Charles R. Goulding considers the path forward for 3D printing in the time of big tech.
The June 13th New York Times had a special article in the technology section indicating that big tech sees the current global slump as a major investment opportunity. Big tech for this purpose is Google, Apple, Facebook, Amazon, and Microsoft.
Mark Zuckerberg recently said, “When the world changes quickly, people have new needs and there are more new things to build”.
Apple doubled its R&D during the economic downturn in the early 2000s.
Some of big tech’s new investments, such as Microsoft and Google’s new and expanded video applications, will help 3D printing and all industries work remotely while selling and communicating more effectively.
Facebook has made major new investments in India and Southeast Asia that should facilitate broad-based expansion into those large population growth markets. As indicated by John Paul Rollert, a University of Chicago professor, it takes a lot of courage to double down during down cycles.
The big 5 tech companies have almost $600 million in free cash, which makes expansion easier.

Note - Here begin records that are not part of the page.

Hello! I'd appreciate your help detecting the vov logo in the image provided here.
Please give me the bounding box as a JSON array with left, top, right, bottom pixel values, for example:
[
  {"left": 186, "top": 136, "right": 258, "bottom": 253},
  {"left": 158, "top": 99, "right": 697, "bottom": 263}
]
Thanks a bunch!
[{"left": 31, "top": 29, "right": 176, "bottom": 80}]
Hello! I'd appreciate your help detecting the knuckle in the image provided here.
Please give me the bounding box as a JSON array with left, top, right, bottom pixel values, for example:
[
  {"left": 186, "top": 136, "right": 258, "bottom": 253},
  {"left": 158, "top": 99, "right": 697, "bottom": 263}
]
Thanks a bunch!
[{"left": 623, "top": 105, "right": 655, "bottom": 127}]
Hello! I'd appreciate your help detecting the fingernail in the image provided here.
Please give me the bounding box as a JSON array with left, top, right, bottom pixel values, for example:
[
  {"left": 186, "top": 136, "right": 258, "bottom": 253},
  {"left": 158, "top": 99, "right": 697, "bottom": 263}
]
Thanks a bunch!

However, the 3D printing industry has now demonstrated its long-term viability at a time when capital is available when banks are willing to lend.
Is it time for this industry to be taken more seriously, with more investment and growth across the board?
R&D tax credits are available in the U.S. and many other countries for growth-related investments.
The Research and Development Tax Credit
Enacted in 1981, the now permanent Federal Research and Development (R&D) Tax Credit allows a credit that typically ranges from 4%-7% of eligible spending for new and improved products and processes. Qualified research must meet the following four criteria:
- Must be technological in nature
- Must be a component of the taxpayer’s business
- Must represent R&D in the experimental sense and generally includes all such costs related to the development or improvement of a product or process
- Must eliminate uncertainty through a process of experimentation that considers one or more alternatives
Eligible costs include US employee wages, cost of supplies consumed in the R&D process, cost of pre-production testing, US contract research expenses, and certain costs associated with developing a patent.
On December 18, 2015, President Obama signed the PATH Act, making the R&D Tax Credit permanent. Beginning in 2016, the R&D credit can be used to offset Alternative Minimum tax for companies with revenue below $50MM and, startup businesses can obtain up to $250,000 per year in payroll tax cash rebates.